I have followed with interest the coverage of the resumption of stone quarry operations in Hall Quarry.

There are of course places and times where quarries and stone processing are appropriate and contribute to the vibrancy of a community. There are other circumstances where they don’t fit and benefit a few at the severe cost to many others.

When a construction company started expanding its operations a few years ago in Bass Harbor from an old gravel pit and storage yard to industrial mineral processing facility, there were neighborhood concerns and promises of minimal impact, berms to mitigate sound, the temporary nature of the activity, etc.

The situation now in this residential neighborhood is drastically different. What was once a wonderful and peaceful place filled with the normal sounds of nature, bell buoys, lobster boats and neighbors is now regularly filled with the whine of industrial diesel motors, beeping trucks and slamming tailgates from dawn to after dusk.

This racket, although not appreciated, doesn’t come close to the industrial nightmare we live when the big plant runs.

The rock crusher started up again last week, and although it is about one-third mile away, its vibrations pounded through our house all day, blasting its non-stop outrageous noise until just after dark. When it runs, this monstrosity can be heard easily from Lopaus Point to Seawall and parts of Manset. There are many folks living adjacent to it or in the topographical swale that are the most affected.

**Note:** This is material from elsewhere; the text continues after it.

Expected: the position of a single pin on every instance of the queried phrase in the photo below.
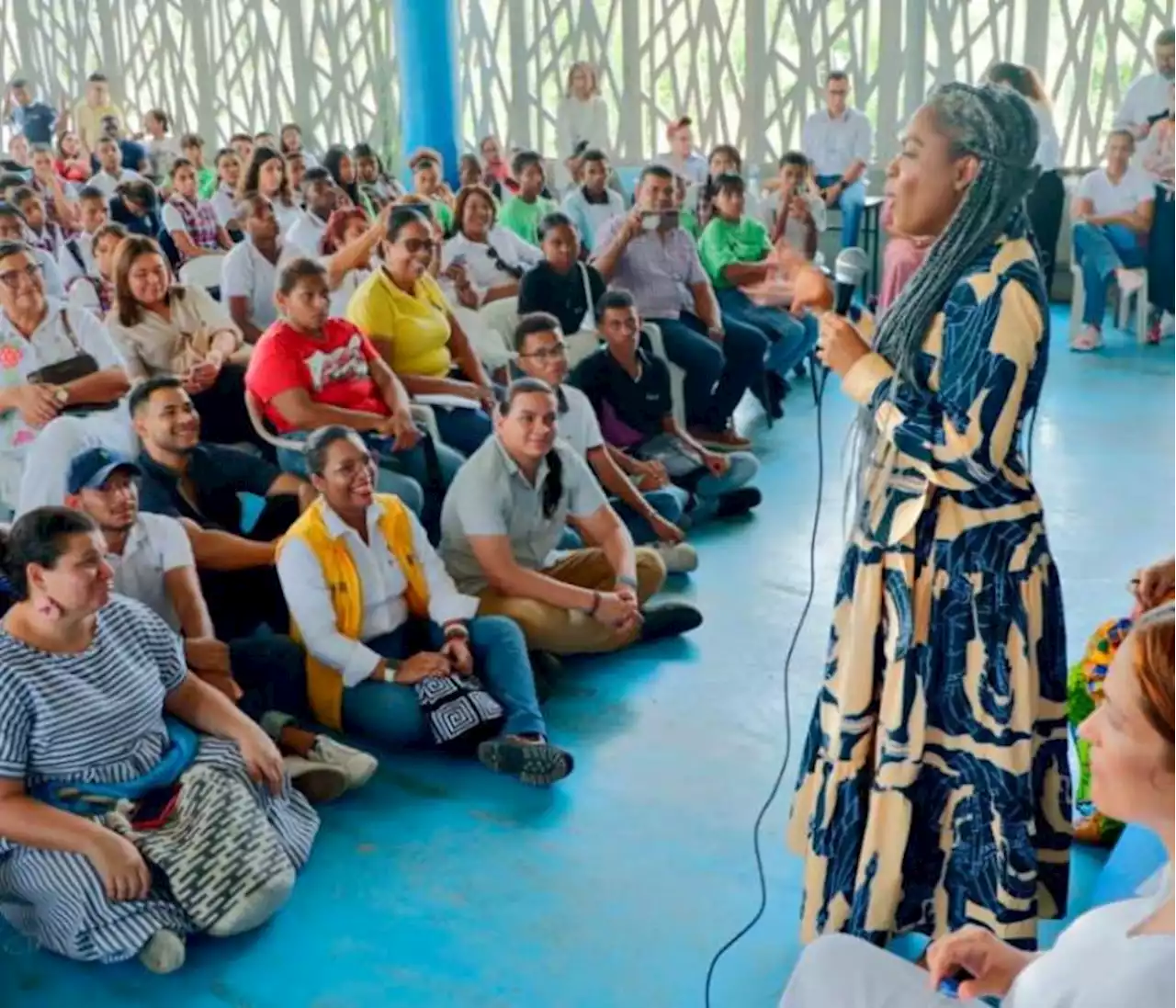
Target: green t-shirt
(723, 244)
(524, 218)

Saturday was a glorious, warm December day. But instead of enjoying it with my kids in our yard, I was driven out of town by the deafening roar.

Life can be noisy, and we all have to find ways to tolerate each other while at the same time respecting each other’s lifestyles. But commerce should not always rule.

I’m not sure what the final outcome will be in Hall Quarry or at the southern end of Bass Harbor, but industrial rock processing is simply incompatible with residential neighborhoods!

The companies involved clearly do not respect the neighbors they are hurting. The property and home where I grew up starting in 1972 was quiet and peaceful until industrial rock processing began in the winter of 2008. Now our part of the island is under assault while reasonable people have to hunker in their houses during the day or leave town when the machines run.

As a caretaker/property manager, I for one refuse to use materials from businesses that hurt neighborhoods at any of the cottages where I work.

If business practices cause similar noise problems in Hall Quarry, I will support the residents there and find an alternate source for materials.

There are reasonable options for all of these contractors – especially the big ones. These companies need to respect the people they sell their products and services to.